Amazon.com Inc. could sell $248 million worth of digital books in 2010, up 84% from $135 million in 2009, according to an estimate from Credit Suisse Group AG. The retailer, however, will face more e-book competition from Apple and Google.
Sales of e-books by Amazon, No. 1 in the Internet Retailer Top 500 Guide, could reach $775 million by 2015, Credit Suisse analysts say in a recent research report. Still, competition from the likes of Google Inc. and Apple Inc. could send Amazon’s overall share of the digital book market to 72% in 2010 and 35% in 2015, down from 90% in 2009, the report says.
Amazon, No. 5 in the Internet Retailer Top 500 Guide, hopes to capture digital book sales through the spread of its iPad touch screen computer, which aims to compete with Amazon’s Kindle e-reading device. Google, meanwhile, this year plans to launch Google Editions, a service that enables consumers to buy digital books and play them on a variety of devices, though not Kindle, which uses a proprietary format.

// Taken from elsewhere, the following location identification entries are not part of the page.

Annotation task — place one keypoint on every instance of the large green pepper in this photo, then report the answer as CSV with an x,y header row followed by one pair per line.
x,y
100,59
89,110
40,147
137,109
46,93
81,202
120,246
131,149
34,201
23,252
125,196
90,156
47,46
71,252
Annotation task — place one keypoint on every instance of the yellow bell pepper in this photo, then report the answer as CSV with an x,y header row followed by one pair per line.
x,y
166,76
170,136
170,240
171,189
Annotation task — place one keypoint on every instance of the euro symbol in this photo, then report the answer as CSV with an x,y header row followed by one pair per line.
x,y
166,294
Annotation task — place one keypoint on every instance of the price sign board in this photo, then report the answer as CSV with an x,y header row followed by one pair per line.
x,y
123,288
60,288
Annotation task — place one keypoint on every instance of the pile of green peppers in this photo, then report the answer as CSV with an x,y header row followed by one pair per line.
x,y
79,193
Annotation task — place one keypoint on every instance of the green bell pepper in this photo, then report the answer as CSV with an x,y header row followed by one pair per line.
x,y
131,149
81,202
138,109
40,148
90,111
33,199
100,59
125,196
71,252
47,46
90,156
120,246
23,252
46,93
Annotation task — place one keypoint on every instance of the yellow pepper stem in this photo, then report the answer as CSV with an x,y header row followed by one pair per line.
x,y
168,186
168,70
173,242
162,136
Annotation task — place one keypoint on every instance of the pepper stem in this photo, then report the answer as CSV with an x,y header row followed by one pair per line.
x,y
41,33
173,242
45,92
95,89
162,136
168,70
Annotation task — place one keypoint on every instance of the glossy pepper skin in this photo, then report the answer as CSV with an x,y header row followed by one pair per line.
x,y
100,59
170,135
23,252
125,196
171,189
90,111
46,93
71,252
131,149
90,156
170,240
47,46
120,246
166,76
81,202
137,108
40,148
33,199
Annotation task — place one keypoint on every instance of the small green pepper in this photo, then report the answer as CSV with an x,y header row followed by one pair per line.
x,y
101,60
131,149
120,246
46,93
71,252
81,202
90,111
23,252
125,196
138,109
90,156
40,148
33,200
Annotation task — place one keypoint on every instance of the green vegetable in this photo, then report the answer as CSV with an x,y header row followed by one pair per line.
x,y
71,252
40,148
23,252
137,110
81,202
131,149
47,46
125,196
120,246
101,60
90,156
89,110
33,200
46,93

“We envision a scenario where Apple, Amazon and Google eventually split the market,” the report says.
Other challenges face Amazon as it strives to keep a dominant hold on digital books. The retailer generally has charged $9.99 for digital books, preferring to take losses on some titles, especially new releases, in order to sell Kindles and lock consumers into the device, according to analysts. Publishers, though, are putting pressure on retailers to charge more for digital books, with retailers taking a cut, generally 30%, of the transaction, under what is known as the agency model.
Amazon in February caved to demands from Macmillan Publishers Ltd. that the online retailer switch to the agency model and charge higher prices for digital books.
“The new agency pricing model for eBooks undermines Amazon’s ability to aggressively compete on price, a key pillar of its three-pronged value proposition: price, convenience, selection,” Credit Suisse says. “We note that Amazon’s solid track record of innovation should provide some comfort for investors that Amazon can adjust its business model.”